With the mortgage fin-ance giants Fannie Mae and Freddie Mac both in the sick ward and possibly needing a government bail-out, it was hardly helpful for former IMF chief economist Kenneth Rogoff to warn of a "whopper"-sized US bank collapse in the next few months.

So it was only a question of how far the FTSE 100 would sink before Wall Street opened to add to the misery. With all the big UK banks under the cosh, the FTSE 100 limped to the end of a miserable session 129.8 points lower at 5,320.4. The FTSE 250 dropped 256.4 to 8,867.6. Wall Street was 120 points in the red as London ended.

HBOS was the worst hit among bankers, down 22p at 277.5p and one rung off the bottom of the FTSE 100. Keeping it company was Royal Bank of Scotland, 13.5p lower at 215p, and Barclays, 18.5p easier at 324.2p. Plumbing and building suppliers giant Wolseley, with huge exposure to the crippled US housing market, had nowhere to hide and ended down 36p at 389.5p, nearly 60 per cent below its level a year ago.

The replacement hips and knees group Smith & Nephew jogged 13.5p higher to 632p on talk that its American rival Zimmer is limbering up for a full bid. S&N is worth £5.4bn. This is not the first time the orthopaedics pair have been linked and once again the reasoning is sound. S&N has just turned in solid results for the second quarter, while the strength of the dollar would make it more attractive for an American buyer. S&N has risen 8 per cent in the last month.

Signet, the world's big-gest jewellery chain, which trades as H Samuel and Ernest Jones in the UK, is packing its bags and moving to the United States, where it operates as Kay Jewelers. The primary listing for the shares will move from London to New York next month, with its tax base moving to Bermuda. The market greeted news that shareholders had approved the switch by marking the shares down 3p at 59p. However, broker Investec says the shares will benefit from the move because the US rates retailers like Signet higher than in the UK.

Broker JP Morgan thinks the outlook for BSkyB could be difficult as advertising revenues come under increasing pressure. As well as reducing its estimate of earnings per share by 10 per cent for the next two years, it has also cut its target price for the shares by 80p to 480p, sending them 23.25p lower to 439.5p. With more advertising migrating from print to the internet, shares of publishers Trinity fell 10p to 100p and Johnston Press 5.5p to 54p.

Wellstream, the oil services group, gained 70p at 1,110p after winning a contract worth £600m over four years to supply offshore piping and other equipment for oil giant Petroleo Brasileiro. However, one broker thought the contract should have been worth more but still expects the shares to reach 1,425p.

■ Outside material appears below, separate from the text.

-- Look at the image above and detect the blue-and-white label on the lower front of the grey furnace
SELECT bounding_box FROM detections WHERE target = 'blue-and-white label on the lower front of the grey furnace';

Aggreko, one of the world leaders in the supply of temporary power and temperature control systems, extended its grip on the oil and gas market with the acquisition of Canadian outfit Power Plus Rentals for £19.5m. Broker Dresdner Kleinwort welcomed the deal, which looks good value, and forecast a price for Aggreko of 690p compared with a market price of 660p, down 7.5p on the session.

Enfis held firm at 85p despite increased first-half losses but remains on course to develop a range of energy-efficient lighting systems which should see it break into profit next year, according to broker Edison. The firm, which floated on AIM in March last year, plans to build up a global distribution network. Edison is forecasting sales rising from £1.5m this year to £6m in 2009.

Investors were quick off the mark to pocket profits at the outsourcing group Mears, where the shares have raced ahead 23 per cent in the last month in anticipation of good results. Mears did not disappoint, with half-time profits up 25 per cent to £8.7m and £430m of new orders. The shares retreated 22.5p to 297p but broker Arbuthnot is tipping them to hit 400p.

Creightons, the micro-sized toiletries and fragrances group, lost 25 per cent of its value after warning that its financial position had deteriorated since March. Costs are rising and suppliers are hitting it with increased prices. The shares closed at 1.5p.

Minmet, the tiny AIM-listed oil and gas exploration company, jumped 1.5p to 5.25p after a bid approach. It seems most likely the approach is from Mitre Oil and Gas, which owns nearly 20 per cent having picked up former shareholder Kevin Anderson's stake in July.